Andromeda: Microsoft und das faltbare „Surface Phone“

Microsoft Andromeda Konzept

Schon seit Jahren träumt Microsoft anscheinend von einem Gadget, welches die Grenzen zwischen mobilen und stationären Geräten verschwimmen lassen soll.

Doch seit Jahren haben wir nur Gerüchte. Gerüchte über ein „Surface Phone“, welches seit ein paar Monaten eher als „Andromeda“ die Runde macht. Andromeda soll der interne Name für das Projekt bei Microsoft sein. Das Ziel: Ein faltbares Gadget mit Windows.

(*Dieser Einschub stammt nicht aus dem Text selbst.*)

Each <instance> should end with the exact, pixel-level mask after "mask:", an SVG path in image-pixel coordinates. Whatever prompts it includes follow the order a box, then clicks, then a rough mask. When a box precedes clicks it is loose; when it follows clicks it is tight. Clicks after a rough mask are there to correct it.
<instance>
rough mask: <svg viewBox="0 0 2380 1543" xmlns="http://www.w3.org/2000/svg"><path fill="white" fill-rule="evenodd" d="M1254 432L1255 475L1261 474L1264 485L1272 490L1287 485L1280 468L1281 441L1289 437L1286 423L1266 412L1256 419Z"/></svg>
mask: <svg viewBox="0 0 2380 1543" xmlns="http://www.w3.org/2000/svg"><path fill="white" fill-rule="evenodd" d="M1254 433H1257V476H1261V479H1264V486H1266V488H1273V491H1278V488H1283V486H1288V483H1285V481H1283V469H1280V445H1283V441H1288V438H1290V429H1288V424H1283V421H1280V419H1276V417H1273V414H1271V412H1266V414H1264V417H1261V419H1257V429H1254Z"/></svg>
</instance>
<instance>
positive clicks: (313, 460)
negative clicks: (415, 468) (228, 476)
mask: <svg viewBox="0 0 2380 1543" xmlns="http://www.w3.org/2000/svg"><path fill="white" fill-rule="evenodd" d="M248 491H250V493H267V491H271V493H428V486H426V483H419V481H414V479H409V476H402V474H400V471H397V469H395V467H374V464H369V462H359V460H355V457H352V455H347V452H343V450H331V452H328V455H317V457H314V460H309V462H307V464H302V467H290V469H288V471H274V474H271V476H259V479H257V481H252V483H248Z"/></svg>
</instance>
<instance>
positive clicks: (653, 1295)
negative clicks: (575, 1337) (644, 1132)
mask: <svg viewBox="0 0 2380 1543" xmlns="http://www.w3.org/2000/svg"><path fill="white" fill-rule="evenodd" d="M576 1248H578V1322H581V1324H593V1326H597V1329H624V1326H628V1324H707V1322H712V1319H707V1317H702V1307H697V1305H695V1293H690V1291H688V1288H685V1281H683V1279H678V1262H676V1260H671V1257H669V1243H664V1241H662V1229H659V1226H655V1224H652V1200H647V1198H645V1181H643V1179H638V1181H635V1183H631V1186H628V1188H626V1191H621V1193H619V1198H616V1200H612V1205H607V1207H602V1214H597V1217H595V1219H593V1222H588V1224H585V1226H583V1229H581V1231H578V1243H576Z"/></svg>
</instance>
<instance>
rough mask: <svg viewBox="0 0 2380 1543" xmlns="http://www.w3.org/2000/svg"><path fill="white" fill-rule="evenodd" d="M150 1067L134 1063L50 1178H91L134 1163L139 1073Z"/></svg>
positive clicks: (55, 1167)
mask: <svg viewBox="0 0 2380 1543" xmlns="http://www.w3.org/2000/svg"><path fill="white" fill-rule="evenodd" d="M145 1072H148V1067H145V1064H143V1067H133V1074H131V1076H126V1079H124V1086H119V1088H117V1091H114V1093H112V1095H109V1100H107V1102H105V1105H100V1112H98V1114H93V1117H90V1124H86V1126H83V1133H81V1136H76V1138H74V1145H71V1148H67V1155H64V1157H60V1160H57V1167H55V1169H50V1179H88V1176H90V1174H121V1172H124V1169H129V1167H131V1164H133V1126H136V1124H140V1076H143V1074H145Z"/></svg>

Und was wir nun auch wissen: Es soll für die Hosentasche geeignet sein.

Microsoft träumt anscheinend schon seit einem Jahrzehnt von so eine Modell und nun scheint es Realität zu werden. Das Gerät mit Surface-Branding soll noch 2018 gezeigt werden, danach wird es außerdem noch ähnliche Geräte von Partnern geben.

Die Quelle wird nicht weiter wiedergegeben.